Pillar III: Digital Operational Resilience Testing
25

Chapter IV — Digital operational resilience testing

Section I — General requirements

Testing of ICT tools and systems

vulnerability-assessmentnetwork-securityscenario-testingremediation

Summary

Details the specific types of testing that financial entities must perform on their ICT tools and systems, including vulnerability assessments, network security assessments, scenario-based testing, and compatibility testing. Requires remediation of identified vulnerabilities and findings.

Key Requirements

  1. 1

    Perform vulnerability assessments and scans at appropriate frequency

  2. 2

    Conduct network security assessments

  3. 3

    Execute scenario-based tests including stress and disaster recovery tests

  4. 4

    Perform compatibility testing for system changes

  5. 5

    Remediate all identified vulnerabilities in a timely manner

Detailed Analysis

Article 25 provides the detailed catalogue of testing activities that financial entities must perform as part of their digital operational resilience testing programme. While Article 24 establishes the programme-level requirements, Article 25 specifies what types of tests must be included and how findings must be handled.

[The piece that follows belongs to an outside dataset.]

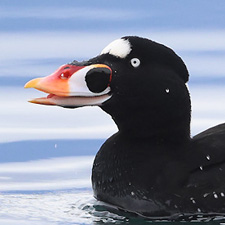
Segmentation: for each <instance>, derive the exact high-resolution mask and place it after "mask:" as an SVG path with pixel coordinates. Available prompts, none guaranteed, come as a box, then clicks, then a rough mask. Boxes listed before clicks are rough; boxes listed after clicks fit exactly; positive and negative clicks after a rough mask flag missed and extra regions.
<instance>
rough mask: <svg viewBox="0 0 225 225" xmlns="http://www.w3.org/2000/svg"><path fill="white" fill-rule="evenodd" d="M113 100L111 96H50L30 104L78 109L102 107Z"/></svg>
mask: <svg viewBox="0 0 225 225" xmlns="http://www.w3.org/2000/svg"><path fill="white" fill-rule="evenodd" d="M110 98H111V94H104V95H99V96H69V97H64V96H57V95H54V94H49V95H48V96H47V97H43V98H35V99H32V100H30V101H29V102H31V103H35V104H40V105H53V106H61V107H64V108H78V107H82V106H101V105H102V104H103V103H104V102H106V101H107V100H109V99H110Z"/></svg>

Vulnerability assessments and scans represent the baseline testing requirement. These must be conducted at a frequency proportionate to the risk profile of the systems being tested, with more frequent scanning for internet-facing and critical systems. The assessments must cover known vulnerabilities, misconfigurations, and security weaknesses across the full technology stack.

Scenario-based testing goes beyond vulnerability scanning to test the entity's ability to respond to realistic disruption scenarios. This includes business continuity tests that validate recovery capabilities against defined RTOs and RPOs, disaster recovery exercises that test failover to backup facilities, and stress tests that assess system behavior under extreme conditions. These scenarios should be based on realistic threat intelligence and past incident patterns.

A critical requirement of Article 25 is the obligation to remediate identified findings. Testing that discovers vulnerabilities but does not lead to remediation provides no value. Entities must establish a process for prioritizing findings based on risk, assigning remediation ownership, tracking progress, and verifying that fixes are effective. The remediation timeline must be proportionate to the severity of the finding, with critical vulnerabilities requiring immediate attention.